Feierlichkeiten am 25. April

Der Anniversario della Liberazione wird in ganz Italien mit zahlreichen Feierlichkeiten wie auch mit Demonstrationen von Veteranen, Partisanen und verschiedenen antifaschistischen Gruppierungen begangen. Oft stehen dabei symbolische Gesten im Mittelpunkt, wie 2005, als der letzte Teil des Obelisken von Axum, der 1937 von Mussolini nach Rom gebracht wurde, an Äthiopien zurückerstattet wurde. Jede größere Stadt hält eigene Feste ab, die oft mehrere Tage andauern. Bologna veranstaltet beispielsweise das Festa della Resistenza Popolare in Bahnhofsnähe, während in Mailand L’Antifascismo in Piazza beheimatet ist. In Parma findet eine ganze Serie an Events statt, die sich über mehrere Wochen erstrecken und im Zeichen von Musik, Kultur und Erinnerung stehen.

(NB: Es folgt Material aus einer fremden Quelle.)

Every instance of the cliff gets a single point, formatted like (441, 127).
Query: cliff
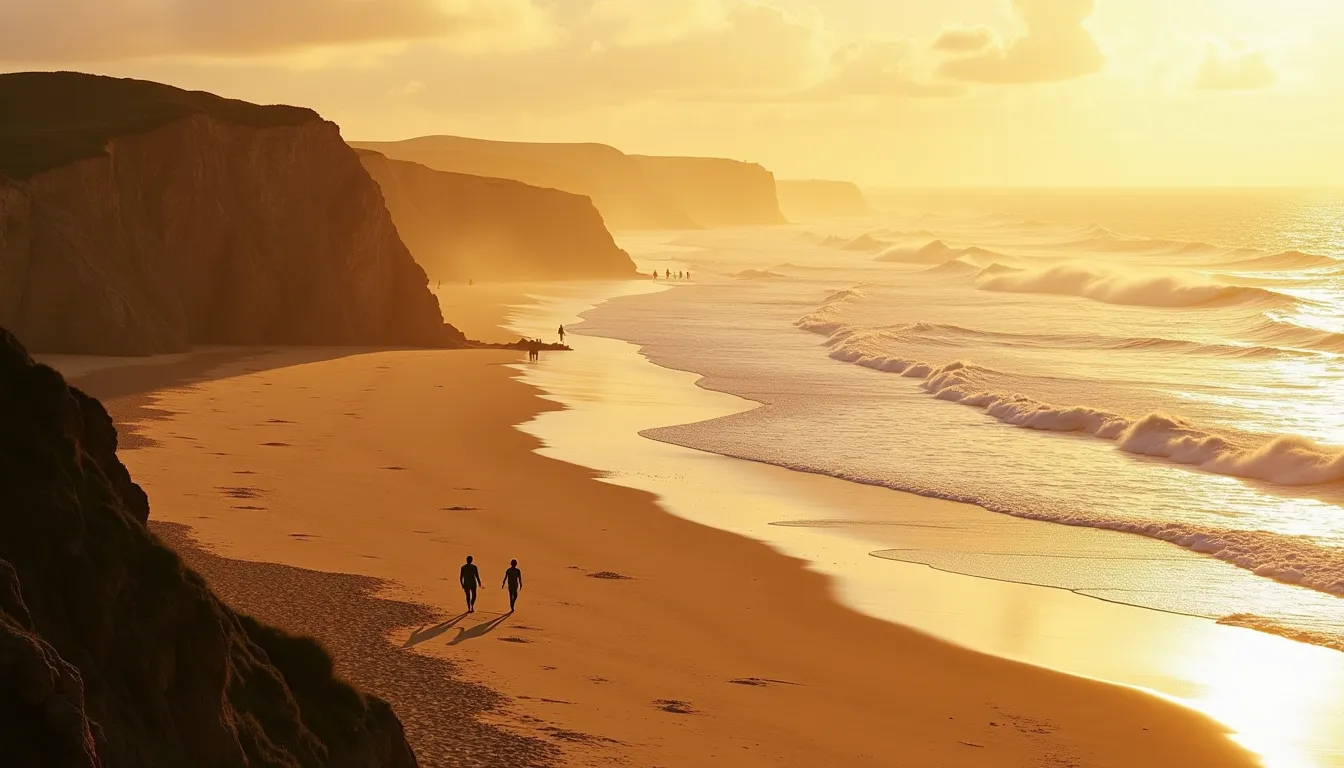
(631, 191)
(717, 193)
(137, 218)
(112, 653)
(820, 199)
(613, 180)
(461, 227)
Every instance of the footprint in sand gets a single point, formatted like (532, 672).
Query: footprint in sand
(674, 706)
(760, 682)
(241, 491)
(575, 737)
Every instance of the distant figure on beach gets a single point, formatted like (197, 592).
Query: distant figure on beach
(514, 579)
(469, 579)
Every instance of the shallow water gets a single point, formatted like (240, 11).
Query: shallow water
(1190, 392)
(1282, 698)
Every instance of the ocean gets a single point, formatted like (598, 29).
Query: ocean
(1167, 365)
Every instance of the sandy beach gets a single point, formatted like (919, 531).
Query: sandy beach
(338, 491)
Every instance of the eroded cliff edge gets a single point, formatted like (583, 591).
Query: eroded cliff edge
(469, 227)
(631, 191)
(717, 193)
(112, 653)
(803, 199)
(137, 218)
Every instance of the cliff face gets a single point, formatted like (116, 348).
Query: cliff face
(631, 191)
(613, 180)
(200, 225)
(820, 199)
(717, 193)
(461, 227)
(112, 653)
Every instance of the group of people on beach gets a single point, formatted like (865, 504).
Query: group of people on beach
(535, 346)
(471, 579)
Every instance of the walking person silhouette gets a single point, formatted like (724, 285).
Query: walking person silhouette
(469, 579)
(514, 579)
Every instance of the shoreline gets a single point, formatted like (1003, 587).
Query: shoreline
(614, 657)
(1169, 665)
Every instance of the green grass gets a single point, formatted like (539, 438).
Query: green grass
(53, 119)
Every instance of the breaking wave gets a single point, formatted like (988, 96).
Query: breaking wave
(1139, 289)
(936, 252)
(866, 340)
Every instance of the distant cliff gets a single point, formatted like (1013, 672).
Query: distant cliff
(819, 199)
(631, 191)
(139, 218)
(112, 653)
(460, 226)
(612, 179)
(717, 193)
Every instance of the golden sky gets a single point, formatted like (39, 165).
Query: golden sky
(880, 92)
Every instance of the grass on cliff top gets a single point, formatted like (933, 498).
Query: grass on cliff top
(51, 119)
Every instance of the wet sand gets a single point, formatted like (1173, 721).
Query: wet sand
(641, 638)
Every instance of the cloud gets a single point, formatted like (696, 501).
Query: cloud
(1230, 67)
(1055, 47)
(38, 31)
(641, 22)
(734, 47)
(962, 39)
(876, 69)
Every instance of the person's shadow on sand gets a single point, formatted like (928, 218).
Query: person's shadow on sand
(430, 632)
(477, 631)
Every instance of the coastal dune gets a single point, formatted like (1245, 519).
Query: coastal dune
(640, 638)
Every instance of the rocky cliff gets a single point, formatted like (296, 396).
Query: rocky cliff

Gran Premio della Liberazione

Zu den etwas ungewöhnlicheren Traditionen des 25. Aprils zählt die Übertragung eines ehemaligen Amateur-Radrennens, das mittlerweile Fahrern aus der Nachwuchskategorie U23 vorbehalten ist, im italienischen Staatsfernsehen RAI. Die eigentliche sportliche Wertigkeit des Gran Premio della Liberazione (dt. „Großer Preis der Befreiung“) ist bestenfalls zweitrangig, denn das bereits 1946 am Jahrestag der Befreiung Italiens erstmals ausgetragene Rennen an den Carcalla-Thermen in Rom hat vor allem symbolischen Charakter. Seit 2016 findet auch das Damenrennen auf der gleichen Strecke statt.